Im schummrigen Garde-Manger des Dorfhauses. Der Geruch von Gemüse und Gewürzen hängt schwer in der Luft. Ich stoße die Tür auf. Da sind sie. Suphitia und die blonde Servante. Ihre Lippen verschmelzen. Heiß. Gierig. Die Blonde hat ihre Robe offen. Runde Brüste drängen sich Suphitias Mund entgegen. Sie saugt. Zieht. Die Servante stöhnt.

Suphitia sieht mich. Hält sie fest. Schiebt ihre Zunge tiefer. ‘Regardez, monseigneur’, flüstert sie. ‘Seht sie an. So schön. So heiß.’ Ihre Finger gleiten über blasse Haut. Streichen den Bauch hinab. Die Blonde windet sich. Lacht. Suphitia hebt die Robe. Enthüllt Schenkel. Offenes Geschlecht. Blonde Locken rahmen rosige Lippen. Feucht. Einladend.

Das Fieber

Mein Herz rast. Blut pocht in meinen Lenden. Monate der Qual. Ich starre. Suphitia beugt sich. Zunge taucht ein. Leckt. Saugt. Die Blonde bäumt sich. Hände greifen Suphitias Gürtel. Öffnen. Brüste springen frei. Hart. Spitz. Suphitia entkleidet sich. Nackt.
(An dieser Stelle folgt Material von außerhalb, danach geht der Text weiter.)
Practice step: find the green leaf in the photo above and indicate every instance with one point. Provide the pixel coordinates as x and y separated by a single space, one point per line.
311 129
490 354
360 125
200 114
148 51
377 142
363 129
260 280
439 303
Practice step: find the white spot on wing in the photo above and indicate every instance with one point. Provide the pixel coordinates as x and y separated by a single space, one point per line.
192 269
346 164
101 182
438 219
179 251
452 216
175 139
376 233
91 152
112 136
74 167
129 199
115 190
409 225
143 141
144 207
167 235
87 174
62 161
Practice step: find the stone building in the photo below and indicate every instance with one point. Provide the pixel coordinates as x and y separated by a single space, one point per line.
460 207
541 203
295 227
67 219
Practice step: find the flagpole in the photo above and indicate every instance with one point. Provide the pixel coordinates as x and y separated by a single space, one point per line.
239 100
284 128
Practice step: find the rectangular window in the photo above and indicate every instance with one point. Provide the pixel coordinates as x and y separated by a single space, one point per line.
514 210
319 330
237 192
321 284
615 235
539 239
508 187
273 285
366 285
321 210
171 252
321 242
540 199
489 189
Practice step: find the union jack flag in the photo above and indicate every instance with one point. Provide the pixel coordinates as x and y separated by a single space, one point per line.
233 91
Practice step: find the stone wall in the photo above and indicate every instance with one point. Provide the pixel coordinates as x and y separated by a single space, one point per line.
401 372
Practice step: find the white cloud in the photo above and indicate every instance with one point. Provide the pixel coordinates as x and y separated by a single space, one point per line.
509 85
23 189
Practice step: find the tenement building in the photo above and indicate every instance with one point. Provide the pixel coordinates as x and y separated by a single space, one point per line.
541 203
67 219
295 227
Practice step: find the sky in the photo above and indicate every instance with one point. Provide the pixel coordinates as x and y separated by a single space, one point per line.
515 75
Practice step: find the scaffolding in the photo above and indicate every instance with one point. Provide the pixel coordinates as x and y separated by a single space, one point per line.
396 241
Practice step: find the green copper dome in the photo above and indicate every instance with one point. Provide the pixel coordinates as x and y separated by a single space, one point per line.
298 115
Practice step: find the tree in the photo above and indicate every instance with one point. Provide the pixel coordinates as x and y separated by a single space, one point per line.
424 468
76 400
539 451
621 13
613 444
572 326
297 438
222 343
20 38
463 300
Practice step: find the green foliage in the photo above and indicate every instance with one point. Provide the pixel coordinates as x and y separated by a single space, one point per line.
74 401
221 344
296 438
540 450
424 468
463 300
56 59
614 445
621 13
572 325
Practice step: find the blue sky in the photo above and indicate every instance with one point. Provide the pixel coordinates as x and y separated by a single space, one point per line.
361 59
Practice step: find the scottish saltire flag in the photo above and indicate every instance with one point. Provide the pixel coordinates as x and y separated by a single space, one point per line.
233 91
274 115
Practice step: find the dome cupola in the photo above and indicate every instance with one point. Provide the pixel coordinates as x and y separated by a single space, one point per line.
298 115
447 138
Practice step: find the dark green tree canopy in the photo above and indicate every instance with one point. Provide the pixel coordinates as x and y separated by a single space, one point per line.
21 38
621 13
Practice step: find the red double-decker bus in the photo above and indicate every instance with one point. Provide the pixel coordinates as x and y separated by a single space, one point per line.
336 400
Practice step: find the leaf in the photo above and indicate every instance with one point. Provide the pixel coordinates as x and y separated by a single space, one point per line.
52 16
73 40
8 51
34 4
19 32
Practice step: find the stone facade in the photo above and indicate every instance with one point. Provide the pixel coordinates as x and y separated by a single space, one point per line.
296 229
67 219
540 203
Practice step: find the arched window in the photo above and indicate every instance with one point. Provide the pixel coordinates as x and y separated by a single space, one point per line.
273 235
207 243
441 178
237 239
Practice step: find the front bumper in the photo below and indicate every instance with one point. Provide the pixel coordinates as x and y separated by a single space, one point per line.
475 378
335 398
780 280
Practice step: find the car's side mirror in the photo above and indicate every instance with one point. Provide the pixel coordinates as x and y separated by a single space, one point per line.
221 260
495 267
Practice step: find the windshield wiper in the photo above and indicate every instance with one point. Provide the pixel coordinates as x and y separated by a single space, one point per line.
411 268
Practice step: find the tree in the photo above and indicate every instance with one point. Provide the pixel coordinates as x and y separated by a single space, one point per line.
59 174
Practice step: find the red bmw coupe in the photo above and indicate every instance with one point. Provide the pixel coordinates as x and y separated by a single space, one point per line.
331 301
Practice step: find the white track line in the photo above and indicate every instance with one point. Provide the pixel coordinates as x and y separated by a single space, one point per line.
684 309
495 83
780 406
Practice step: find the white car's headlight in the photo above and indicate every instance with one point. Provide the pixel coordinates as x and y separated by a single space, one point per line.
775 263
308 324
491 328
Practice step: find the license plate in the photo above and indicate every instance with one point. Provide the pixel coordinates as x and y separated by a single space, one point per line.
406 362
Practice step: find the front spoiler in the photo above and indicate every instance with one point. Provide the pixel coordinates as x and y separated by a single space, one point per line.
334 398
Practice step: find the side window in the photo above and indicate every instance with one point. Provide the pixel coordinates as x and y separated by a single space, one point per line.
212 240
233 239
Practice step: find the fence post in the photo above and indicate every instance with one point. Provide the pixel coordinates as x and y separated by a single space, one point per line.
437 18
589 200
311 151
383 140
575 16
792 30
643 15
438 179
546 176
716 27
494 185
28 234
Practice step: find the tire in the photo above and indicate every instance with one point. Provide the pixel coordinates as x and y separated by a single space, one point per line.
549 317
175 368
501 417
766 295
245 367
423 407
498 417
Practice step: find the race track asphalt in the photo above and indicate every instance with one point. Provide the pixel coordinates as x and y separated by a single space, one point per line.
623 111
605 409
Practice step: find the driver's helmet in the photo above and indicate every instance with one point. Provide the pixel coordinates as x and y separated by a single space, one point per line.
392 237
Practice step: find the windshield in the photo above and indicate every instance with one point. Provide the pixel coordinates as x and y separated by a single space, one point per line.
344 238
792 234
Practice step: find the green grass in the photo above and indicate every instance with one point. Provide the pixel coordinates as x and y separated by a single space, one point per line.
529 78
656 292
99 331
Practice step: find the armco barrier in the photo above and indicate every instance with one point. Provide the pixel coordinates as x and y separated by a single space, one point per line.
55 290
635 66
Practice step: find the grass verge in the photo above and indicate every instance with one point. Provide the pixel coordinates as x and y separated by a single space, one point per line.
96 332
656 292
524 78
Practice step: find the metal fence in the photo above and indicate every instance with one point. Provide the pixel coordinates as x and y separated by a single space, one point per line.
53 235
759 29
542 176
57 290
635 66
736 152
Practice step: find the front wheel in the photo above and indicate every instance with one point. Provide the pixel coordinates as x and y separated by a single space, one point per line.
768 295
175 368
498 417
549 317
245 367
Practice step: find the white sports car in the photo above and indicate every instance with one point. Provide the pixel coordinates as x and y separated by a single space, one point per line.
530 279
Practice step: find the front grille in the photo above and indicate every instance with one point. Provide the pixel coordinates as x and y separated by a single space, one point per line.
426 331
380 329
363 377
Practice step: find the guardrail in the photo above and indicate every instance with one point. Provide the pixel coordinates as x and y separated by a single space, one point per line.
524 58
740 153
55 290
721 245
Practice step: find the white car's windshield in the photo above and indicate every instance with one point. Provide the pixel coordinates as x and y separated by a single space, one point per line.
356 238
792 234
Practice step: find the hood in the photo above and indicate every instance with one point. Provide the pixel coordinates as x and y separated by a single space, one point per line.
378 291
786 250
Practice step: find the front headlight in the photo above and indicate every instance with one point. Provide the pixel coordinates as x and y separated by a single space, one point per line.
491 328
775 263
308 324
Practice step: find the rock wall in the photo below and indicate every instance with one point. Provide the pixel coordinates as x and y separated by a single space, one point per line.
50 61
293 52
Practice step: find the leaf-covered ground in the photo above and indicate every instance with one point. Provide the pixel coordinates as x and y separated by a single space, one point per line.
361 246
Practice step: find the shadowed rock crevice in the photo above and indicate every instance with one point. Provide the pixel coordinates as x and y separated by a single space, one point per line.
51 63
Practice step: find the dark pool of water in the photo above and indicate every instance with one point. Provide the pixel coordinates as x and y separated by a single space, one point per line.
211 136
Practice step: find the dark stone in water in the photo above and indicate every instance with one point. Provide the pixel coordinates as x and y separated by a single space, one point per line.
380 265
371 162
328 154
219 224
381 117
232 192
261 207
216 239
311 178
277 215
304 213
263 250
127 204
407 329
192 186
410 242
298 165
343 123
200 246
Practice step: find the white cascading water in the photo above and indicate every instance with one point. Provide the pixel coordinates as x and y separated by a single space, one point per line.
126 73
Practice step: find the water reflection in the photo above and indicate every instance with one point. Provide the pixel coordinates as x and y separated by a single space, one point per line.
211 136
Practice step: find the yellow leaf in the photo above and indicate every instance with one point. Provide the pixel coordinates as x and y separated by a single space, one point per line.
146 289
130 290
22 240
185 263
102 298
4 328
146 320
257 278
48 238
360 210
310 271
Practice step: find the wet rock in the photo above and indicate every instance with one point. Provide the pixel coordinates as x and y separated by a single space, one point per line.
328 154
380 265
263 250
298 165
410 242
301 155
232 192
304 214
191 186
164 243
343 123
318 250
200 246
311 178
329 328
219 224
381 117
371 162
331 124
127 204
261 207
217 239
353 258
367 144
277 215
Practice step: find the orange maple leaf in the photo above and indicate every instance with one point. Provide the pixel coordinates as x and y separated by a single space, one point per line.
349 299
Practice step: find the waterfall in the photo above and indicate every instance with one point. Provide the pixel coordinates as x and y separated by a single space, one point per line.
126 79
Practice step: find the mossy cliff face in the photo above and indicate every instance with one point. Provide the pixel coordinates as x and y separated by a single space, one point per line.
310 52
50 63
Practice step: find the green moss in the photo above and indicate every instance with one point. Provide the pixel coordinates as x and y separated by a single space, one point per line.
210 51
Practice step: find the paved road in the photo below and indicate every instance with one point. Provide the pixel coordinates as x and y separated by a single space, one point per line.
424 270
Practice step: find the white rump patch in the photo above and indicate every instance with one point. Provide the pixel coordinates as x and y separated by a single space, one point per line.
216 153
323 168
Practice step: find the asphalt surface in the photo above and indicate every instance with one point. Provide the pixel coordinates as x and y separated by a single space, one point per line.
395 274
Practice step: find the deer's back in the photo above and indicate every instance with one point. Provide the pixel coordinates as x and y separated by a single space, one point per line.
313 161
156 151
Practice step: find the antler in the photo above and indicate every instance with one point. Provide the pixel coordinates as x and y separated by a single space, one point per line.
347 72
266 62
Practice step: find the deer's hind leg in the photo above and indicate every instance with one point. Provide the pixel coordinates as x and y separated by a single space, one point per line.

Mächtig. ‘Willst du deinen Herrn?’, fragt sie die Blonde. Finger stoßen zu. Tief. Hart. Die Servante heult auf. Lust.

Mein Schwanz zuckt. Hart wie Eisen. Suphitia schickt sie. ‘Koste ihn!’ Die Blonde kniet. Hände an meinen Schenkeln. Zieht Hosen herunter. Mund umschließt meinen Kopf. Warm. Nass. Saugt. Ich packe Haare. Stoße zu. Ficke ihren Mund. Suphitia lächelt. Teuflisch. Ich reiße Kleider weg. Nackt. Zeige mich. Hart. Pulsierend.

Die Blonde wechselt. Leckt Suphitia. Gierig. Suphitia stöhnt. Hebt Becken. Ich knie hinter der Blonden. Fühle Hitze. Feuchtigkeit. Gland streift ihr Loch. Dann gleitet er ein. Eng. Glitschig. Sie stöhnt in Suphitias Schoß.

Das Feuer

Suphitia dreht sie. Auf dem Rücken. Beine weit. ‘Nimm sie nochmal.’ Ich ramme zu. Tief. Suphitia hockt übers Gesicht. Zunge leckt sie. Ich stoße langsam. Sehe Suphitias Lust. Brüste wippen. ‘Leck hinten, du Hure!’ Die Blonde gehorcht. Zunge in Suphitias Arsch. Ich hebe Beine. Ziehe raus. Drücke ans Hintertürchen. Langsam. Dann ganz. Hart. Sie schreit.

Ich hämmere. Wild. Suphitia zu Viere. Masturbiert. Finger in sich. Drei. Nahe. So nahe. Brüste baumeln vor mir. Ich tobe. Die Blonde kommt. Zittert. Ich ziehe raus. Spritze auf ihr Geschlecht. Dicke Ströme. Suphitia kniet. Taucht Finger in die Sauerei. Kostet. Mich. Sie. ‘Monseigneur, es schmeckt gut. Vielleicht habt Ihr mich eines Tages.’

Die Asche glüht noch. Haut brennt. Herz pocht nach. Eudes am Türspalt. Betrachtet. Wankt davon. Suphitia an meiner Seite. Immer. Sie hat mich gebrochen. Und neu gemacht. Lust siegt. Für immer.